Schwieriger ist die Frage zu beurteilen, ob auch das in § 4 FlurbG geforderte Interesse der Beteiligten an der Flurbereinigung vorliegt. Dem Flurbereinigungsgericht ist darin zuzustimmen, daß es für die Feststellung dieses Interesses nicht auf die persönliche Meinung der Beteiligten, sondern auf ihr wohlverstandenes, auf sachlichen Erwägungen beruhendes Interesse ankommt.
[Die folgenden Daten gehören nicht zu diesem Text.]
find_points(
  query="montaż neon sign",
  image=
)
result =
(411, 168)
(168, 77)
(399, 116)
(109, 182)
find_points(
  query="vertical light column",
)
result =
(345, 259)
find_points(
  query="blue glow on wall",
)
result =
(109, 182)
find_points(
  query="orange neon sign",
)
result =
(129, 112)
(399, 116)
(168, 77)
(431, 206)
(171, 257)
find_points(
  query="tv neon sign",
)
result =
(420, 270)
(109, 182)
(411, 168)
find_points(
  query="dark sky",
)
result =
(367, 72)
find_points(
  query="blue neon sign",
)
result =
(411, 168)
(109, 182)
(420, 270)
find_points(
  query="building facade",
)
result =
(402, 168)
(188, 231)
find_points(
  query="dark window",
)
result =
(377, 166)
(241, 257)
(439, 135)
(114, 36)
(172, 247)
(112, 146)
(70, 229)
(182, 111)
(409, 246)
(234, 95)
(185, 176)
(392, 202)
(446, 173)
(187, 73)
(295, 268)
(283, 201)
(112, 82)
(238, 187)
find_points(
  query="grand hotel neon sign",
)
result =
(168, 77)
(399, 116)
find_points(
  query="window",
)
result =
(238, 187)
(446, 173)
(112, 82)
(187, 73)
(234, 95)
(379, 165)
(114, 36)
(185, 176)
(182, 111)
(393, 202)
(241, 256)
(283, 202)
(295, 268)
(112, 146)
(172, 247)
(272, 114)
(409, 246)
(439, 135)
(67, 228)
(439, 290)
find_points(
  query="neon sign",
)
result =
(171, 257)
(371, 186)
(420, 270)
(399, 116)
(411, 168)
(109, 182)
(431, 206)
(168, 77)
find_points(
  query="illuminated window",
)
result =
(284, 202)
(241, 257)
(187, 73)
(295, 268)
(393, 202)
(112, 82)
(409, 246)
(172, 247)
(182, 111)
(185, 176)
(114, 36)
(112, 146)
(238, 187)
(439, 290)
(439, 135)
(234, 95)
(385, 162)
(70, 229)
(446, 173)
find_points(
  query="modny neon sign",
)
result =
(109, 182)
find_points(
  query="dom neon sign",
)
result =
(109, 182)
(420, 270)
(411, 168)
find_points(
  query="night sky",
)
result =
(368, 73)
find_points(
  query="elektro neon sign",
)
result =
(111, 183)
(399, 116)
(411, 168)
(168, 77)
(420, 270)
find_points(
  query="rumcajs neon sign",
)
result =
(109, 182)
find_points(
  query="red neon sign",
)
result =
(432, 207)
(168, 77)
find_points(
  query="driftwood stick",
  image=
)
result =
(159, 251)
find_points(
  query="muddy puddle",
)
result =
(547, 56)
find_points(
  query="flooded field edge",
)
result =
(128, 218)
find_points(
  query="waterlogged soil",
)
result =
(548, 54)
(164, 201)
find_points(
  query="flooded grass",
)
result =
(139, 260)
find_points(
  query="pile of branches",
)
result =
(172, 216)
Bei der Feststellung, ob das wohlverstandene Interesse der Beteiligten des Gesamtgebietes in dem erforderlichen Umfang gegeben ist, ist nicht, wie die Kläger annehmen, darauf abzustellen, ob die Mehrzahl der Teilnehmer in dem Flurbereinigungsgebiet dieses Interesse hat. Entscheidend ist vor allem die Größe der von ihnen vertretenen Fläche. Daß für alle einzelnen Grundstücke des Gesamtgebietes das Interesse in gleicher Weise vorhanden ist, ist nicht zu erwarten und nicht notwendig.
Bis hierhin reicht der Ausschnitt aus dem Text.